Wednesday, June 08, 2016

Another Side to Former Flyers' Owner Ed Snider

Joseph Heller once wrote that "all that glitters isn't gold."  Snider, who passed away recently, was eulogized as the best sports owner in Philadelphia history and a true visionary in the world of sports.  This article here refutes that and reveals some facts about Snider that got whitewashed over the years.  When you read it, you can draw conclusions at various ends of a spectrum, either that these are lies, or that they're true but that Snider changed over the years, or that Snider's reputation was based on a foundation constructed of silly putty and wet tissues but burnished by a fawning media and his loyalty to sometimes competent and sometimes not ex-Flyers.  Read the article here.

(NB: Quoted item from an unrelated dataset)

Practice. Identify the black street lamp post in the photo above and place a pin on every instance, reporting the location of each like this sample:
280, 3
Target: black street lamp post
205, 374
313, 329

My opinion is that Ted Beitchman's article is true.  I had heard some of the stories from family members and what Beitchman writes confirms what I had heard.  Look, Snider did develop the loyalty of his ex-players and I'm sure did a lot of good things for them and others.  But it doesn't appear that the Flyers were his idea and it seems to appear that he took advantage of Jerry Wolman's difficulties for his own personal gain.  What gets lost in the translation is that he was a horrible leader of the 76ers for 15 years and that his refusal to move away from Flyers' alumni and the 1970's style of play has kept the Flyers without a Stanley Cup since the mid-1970's (and some of that style -- the endless fighting, third men in and bench-clearing brawls -- has basically been heavily regulated and penalized). 

I'm not a hockey fan per se (I like playoff hockey), don't like the fighting aspects of the game and wonder whether any team has a multiple of fans beyond those who regularly attend the games.  The game is hard to follow on television and it's hard to identify with players who wear headgear. 

At the end of the day, I thought that the press missed out on the real Snider the way they missed out on baseball's steroids scandal.  They referred to him as "Mr." long past when they referred to any other figure as Mr.  I just couldn't figure out why.  He owned a sports team, cut an unbelievable and virtually unaccountable deal with the Roberts' family and Comcast to maintain control of a team he ceased owning (and running the 76ers horribly and the Flyers in an up-and-down fashion) and would have been fired after a few years of mismanaging the 76ers had there been any modicum of accountability and would have been fired after say five years given his history after the Flyers lack of progress.  Instead, he was put on this pedestal and given an entitlement to preside over not one but two sports teams because of what he did in the early-to-mid 1970's.  It was hard to believe and hard to take.

That doesn't make him an evil or horrible person, of course, just a person who had his successes (many, some big and all well publicized) and his failures (basically glossed over by a media who either was in awe of him or afraid of losing access or some form of retribution).  What Ted Beitchman does is to try to round out the picture of someone who was about as human in character as many others, if at times more so. 

Sometimes you just have to let it go, as Jerry Wolman did.  But other times to clarify the record the entire story should be told.  And Ted Beitchman did a good job telling it.